Nous poursuivons notre balade pour atteindre piazza della Minerva au centre de la quelle trône un petit éléphant, surnommé à Rome le Pulcin della Minerva, ce nom, semble t-il, vient d’une déformation du mot « porcin » utilisé par les romains qui jugeaient la statue un peu trapue. Après le petit éléphant, repartons vers l’église de Saint-Louis-des-Français sur la façade de la quelle on peut admirer deux salamandres qui crachent des flammes.

Cet animal nous rappelle une légende asiatique selon la quelle la salamandre alimente le feu bénéfique et éteint le feu nocif. Tout près, sur la piazza Sant’Eustachio une tête de cerf avec une croix entre ses cornes domine l’église de Sant’Eustachio. Cette statue est lié à une légende médiévale : Placido, un commandant de l’armée romaine, se serait en effet fait baptiser en changeant son nom en Eustache après avoir vu apparaître une croix avec l’effigie du Christ entre les cornes du cerf qu’il était sur le point d’abattre. Passons maintenant à piazza Barberini au croisement avec via Veneto, où on trouve trois abeilles surmontées par un grand coquillage : il s’agit d’une fontaine dessinée par le Bernin en 1644, restaurée en 2000.

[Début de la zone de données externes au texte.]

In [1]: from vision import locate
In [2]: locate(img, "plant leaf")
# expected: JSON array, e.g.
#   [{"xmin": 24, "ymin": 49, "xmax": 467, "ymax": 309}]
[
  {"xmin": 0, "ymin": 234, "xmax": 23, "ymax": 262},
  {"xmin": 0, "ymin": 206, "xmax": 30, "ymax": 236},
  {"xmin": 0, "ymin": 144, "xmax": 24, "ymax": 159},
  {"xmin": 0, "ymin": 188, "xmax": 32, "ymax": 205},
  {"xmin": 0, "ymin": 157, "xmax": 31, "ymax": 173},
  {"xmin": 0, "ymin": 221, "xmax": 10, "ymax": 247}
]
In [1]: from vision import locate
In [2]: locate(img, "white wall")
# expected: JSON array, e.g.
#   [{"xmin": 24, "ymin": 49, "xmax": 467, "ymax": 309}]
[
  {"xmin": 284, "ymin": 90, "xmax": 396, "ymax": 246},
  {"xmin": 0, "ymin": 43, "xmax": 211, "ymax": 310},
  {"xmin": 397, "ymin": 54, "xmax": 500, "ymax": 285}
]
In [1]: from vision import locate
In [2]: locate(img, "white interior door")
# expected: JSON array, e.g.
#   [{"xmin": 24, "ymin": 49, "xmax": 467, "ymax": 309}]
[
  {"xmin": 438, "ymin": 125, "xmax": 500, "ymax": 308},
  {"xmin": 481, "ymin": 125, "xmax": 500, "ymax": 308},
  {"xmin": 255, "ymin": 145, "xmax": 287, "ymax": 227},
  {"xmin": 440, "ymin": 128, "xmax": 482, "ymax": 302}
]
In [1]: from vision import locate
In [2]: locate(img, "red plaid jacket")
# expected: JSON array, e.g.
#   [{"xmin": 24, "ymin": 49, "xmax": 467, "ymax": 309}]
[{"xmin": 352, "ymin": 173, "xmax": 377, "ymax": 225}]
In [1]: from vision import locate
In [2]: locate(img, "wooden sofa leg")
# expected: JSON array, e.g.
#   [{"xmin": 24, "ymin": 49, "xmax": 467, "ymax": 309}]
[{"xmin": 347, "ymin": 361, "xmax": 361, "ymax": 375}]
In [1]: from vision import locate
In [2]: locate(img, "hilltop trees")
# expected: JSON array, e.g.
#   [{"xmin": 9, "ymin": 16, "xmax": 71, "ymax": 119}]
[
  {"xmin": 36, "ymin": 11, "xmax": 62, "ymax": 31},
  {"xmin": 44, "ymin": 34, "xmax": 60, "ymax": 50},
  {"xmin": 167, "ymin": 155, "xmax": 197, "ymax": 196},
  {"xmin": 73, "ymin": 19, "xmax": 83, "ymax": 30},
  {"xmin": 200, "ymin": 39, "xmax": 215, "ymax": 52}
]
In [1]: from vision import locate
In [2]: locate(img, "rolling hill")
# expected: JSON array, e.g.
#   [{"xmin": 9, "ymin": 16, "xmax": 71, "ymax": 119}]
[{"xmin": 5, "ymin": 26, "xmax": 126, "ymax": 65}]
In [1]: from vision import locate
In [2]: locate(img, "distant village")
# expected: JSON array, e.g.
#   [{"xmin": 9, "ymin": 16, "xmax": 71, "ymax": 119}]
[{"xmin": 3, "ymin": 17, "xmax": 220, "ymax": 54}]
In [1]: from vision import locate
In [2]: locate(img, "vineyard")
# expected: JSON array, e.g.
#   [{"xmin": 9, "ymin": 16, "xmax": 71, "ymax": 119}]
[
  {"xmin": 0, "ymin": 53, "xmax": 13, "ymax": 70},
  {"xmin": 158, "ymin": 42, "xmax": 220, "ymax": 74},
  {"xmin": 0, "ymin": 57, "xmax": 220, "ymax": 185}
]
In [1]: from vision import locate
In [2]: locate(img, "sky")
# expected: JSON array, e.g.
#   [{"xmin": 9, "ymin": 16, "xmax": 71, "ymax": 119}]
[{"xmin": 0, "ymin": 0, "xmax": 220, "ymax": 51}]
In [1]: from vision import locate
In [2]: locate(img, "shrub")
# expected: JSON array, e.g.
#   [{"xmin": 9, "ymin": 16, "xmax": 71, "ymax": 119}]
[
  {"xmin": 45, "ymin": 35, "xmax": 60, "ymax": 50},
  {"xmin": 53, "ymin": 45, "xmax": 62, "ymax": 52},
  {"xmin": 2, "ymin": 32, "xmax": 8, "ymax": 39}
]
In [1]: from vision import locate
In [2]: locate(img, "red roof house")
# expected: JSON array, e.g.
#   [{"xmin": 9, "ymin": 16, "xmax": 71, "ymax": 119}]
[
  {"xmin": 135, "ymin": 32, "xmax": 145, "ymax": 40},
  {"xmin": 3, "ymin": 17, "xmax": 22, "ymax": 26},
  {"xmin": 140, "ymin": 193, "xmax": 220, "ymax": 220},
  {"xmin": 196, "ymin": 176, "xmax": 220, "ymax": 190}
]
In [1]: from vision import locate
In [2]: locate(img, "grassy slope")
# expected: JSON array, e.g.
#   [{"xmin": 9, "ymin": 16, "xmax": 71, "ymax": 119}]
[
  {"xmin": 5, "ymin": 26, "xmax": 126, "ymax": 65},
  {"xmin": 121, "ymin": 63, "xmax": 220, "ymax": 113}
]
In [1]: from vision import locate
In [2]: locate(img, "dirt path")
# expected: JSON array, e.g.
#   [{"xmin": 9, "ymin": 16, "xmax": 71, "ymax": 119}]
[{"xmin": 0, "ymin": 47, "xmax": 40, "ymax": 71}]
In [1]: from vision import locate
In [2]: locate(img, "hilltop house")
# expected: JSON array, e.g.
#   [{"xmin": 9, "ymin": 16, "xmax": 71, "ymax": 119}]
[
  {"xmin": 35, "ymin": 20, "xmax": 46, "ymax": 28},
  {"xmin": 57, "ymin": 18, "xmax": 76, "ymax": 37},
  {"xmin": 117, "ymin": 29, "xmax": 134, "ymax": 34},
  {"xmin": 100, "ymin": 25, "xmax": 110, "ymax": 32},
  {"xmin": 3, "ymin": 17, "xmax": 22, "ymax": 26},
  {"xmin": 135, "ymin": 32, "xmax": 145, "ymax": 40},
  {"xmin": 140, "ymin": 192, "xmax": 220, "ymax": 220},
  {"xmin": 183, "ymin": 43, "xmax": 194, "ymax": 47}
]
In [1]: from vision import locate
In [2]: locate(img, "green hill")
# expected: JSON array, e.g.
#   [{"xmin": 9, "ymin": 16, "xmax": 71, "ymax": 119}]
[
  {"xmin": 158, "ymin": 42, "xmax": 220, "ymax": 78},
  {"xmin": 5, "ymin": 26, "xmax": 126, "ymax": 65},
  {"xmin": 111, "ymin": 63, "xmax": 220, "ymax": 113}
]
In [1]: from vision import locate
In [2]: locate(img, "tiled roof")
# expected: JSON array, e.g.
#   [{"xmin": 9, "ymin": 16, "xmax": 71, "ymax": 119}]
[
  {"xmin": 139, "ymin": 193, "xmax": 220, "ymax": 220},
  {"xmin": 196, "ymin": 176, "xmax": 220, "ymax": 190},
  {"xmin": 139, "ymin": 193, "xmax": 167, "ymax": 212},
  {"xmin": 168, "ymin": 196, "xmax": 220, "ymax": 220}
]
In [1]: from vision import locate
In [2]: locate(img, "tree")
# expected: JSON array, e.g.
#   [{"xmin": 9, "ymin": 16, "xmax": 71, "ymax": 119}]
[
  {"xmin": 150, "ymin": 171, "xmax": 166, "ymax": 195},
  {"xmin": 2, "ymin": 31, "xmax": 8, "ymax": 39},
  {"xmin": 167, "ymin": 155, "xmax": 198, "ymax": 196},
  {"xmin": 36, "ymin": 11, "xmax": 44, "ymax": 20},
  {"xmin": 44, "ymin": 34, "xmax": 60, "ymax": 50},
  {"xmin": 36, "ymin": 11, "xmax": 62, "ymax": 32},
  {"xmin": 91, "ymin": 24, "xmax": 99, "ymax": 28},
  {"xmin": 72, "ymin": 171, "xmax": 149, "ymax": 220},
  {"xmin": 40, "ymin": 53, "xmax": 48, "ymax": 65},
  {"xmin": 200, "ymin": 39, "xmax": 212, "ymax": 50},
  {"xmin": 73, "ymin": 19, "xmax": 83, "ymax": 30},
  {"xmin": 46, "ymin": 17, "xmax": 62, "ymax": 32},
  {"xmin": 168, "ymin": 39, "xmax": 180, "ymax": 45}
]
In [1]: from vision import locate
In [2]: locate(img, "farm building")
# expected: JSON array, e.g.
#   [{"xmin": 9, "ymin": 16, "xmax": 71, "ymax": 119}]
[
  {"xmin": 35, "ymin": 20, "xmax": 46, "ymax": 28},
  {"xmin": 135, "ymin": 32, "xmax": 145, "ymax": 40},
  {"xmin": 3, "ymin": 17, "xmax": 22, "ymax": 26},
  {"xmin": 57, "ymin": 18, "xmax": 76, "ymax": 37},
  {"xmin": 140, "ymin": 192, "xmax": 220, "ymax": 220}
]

Notre promenade s’achève à piazza Mattei où on peut admirer la fontaine des Tortues réalisée vers la fin de 1500 à partir d’un projet de Giacomo della Porta liée, elle, à une légende romantique. Il semblerait en effet que le duc Mattei, pour convaincre le père de sa bien aimée de sa puissance, fit ériger cette merveilleuse fontaine sous les fenêtres de son palais en une seule nuit. Les tortues furent rajoutées plus tard, en 1658, sans doute par le Bernin. Volées à plusieurs reprises au fil des siècles elles furent toutefois toujours retrouvées et replacées à leur endroit original jusqu’à ce qu’un nouveau vol de l’une d’elles en 1981 mena à la décision de les remplacer par des copies et de conserver les trois pièces originales dans les Musei Capitolini.